Wie die Chemnitzer FDP und wortgleich die FDP Stadtratsfraktion bereits angekündigt hatten, wurde noch am selben Abend der Stadtratsentscheidung für eine Fusion der Stadtwerke Chemnitz AG mit der Erdgas Südsachsen GmbH ein Bürgerbegehren mit dem Ziel eines Bürgerentscheides zu diesem wesentliche Thema für die Chemnitzer gestartet. Der FDP-Antrag auf einen Bürgerentscheid, direkt durch den Stadtrat initiiert, erhielt zuvor mit 29 Nein und 22 Ja nicht die notwendige Zwei-Drittel-Mehrheit.

Nunmehr ist auch die entsprechende Internetseite abrufbar. Unter www.fusion-stoppen.de können die entsprechenden Unterschriftslisten für das Bürgerbehren heruntergeladen werden.
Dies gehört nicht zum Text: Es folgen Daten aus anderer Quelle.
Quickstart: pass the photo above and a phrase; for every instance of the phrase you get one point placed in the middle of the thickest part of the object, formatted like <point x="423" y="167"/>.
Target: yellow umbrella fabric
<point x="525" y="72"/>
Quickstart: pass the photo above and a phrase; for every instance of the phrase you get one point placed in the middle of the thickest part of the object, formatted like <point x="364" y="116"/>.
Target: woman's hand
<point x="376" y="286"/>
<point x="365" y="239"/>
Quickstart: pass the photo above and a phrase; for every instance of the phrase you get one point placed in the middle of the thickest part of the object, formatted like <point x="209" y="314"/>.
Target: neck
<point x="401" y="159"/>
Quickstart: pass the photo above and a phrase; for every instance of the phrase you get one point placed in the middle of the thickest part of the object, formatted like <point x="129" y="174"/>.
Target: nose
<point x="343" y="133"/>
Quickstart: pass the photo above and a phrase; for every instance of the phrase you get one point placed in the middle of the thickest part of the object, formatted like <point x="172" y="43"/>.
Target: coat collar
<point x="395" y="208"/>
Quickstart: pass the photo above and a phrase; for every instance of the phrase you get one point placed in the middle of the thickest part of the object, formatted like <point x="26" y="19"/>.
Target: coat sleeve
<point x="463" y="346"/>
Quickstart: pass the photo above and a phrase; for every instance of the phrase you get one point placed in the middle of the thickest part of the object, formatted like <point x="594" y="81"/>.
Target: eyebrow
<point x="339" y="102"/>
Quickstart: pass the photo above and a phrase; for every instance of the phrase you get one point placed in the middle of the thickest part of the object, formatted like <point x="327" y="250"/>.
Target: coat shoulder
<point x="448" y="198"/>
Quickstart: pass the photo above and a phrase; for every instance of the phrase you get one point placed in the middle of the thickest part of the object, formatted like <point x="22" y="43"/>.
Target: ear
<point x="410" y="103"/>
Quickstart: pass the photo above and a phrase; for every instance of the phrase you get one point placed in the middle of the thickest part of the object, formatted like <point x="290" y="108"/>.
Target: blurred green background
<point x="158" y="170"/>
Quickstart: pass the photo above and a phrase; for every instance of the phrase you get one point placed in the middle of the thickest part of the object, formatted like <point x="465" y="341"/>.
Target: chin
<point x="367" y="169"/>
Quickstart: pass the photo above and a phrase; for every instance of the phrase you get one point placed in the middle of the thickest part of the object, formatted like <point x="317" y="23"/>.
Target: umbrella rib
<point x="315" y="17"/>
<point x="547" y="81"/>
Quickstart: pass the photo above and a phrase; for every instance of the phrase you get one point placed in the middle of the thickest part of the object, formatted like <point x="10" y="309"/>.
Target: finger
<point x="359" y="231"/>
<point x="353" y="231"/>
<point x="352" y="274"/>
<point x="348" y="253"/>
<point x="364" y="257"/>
Die Unterschriftslisten können auch telefonisch (0371/590 5690), per eMail ([email protected]) oder per Brief unter in der Geschäftsstelle der FDP Chemnitz (Annaberger Str. 79, 09120 Chemnitz) erfragt werden.

Der FDP Kreisvorsitzenden und Stadtrat Prof. Dr. Andreas Schmalfuß erklärt hierzu:

„Die FDP bittet alle Bürgerinnen und Bürger, die bei einer Fusion der Stadtwerke Chemnitz AG mit der Erdgas Südsachsen GmbH mitentscheiden wollen, um Unterstützung!

Es steht der Verlust der 51 prozentigen Mehrheit der Chemnitzerinnen und Chemnitz an ihren Stadtwerken auf dem Spiel. Aus 51 Prozent werden zukünftig nach dem Willen der Stadtratsmehrheit nur noch 25,5 Prozent. Damit ist keine Gestaltungsmehrheit mehr möglich, allenfalls können gegen die Interessen gerichtete Entscheidungen nur noch blockiert werden.

Über Chemnitzer Eigentum in Höhe von schätzungsweise bis zu 500 Millionen Euro – dem Wert unserer Stadtwerke – sollen auch die eigentlichen Eigentümer – die Chemnitzerinnen und Chemnitzer entscheiden!

Zu beachten ist, dass die Unterschriftslisten nur in unveränderter Form verwendet werden dürfen, sonst können diese aus formalen Gründen juristisch angefochten werden.

Notwendig sind die Unterschriften von 5 Prozent der Wahlberechtigten und damit rund 10.000 Unterschriften, damit ein Bürgerentscheid auf die Tagesordnung des Stadtrates kommt.

Diese müssen bis zum 23. August 2010 zusammenkommen.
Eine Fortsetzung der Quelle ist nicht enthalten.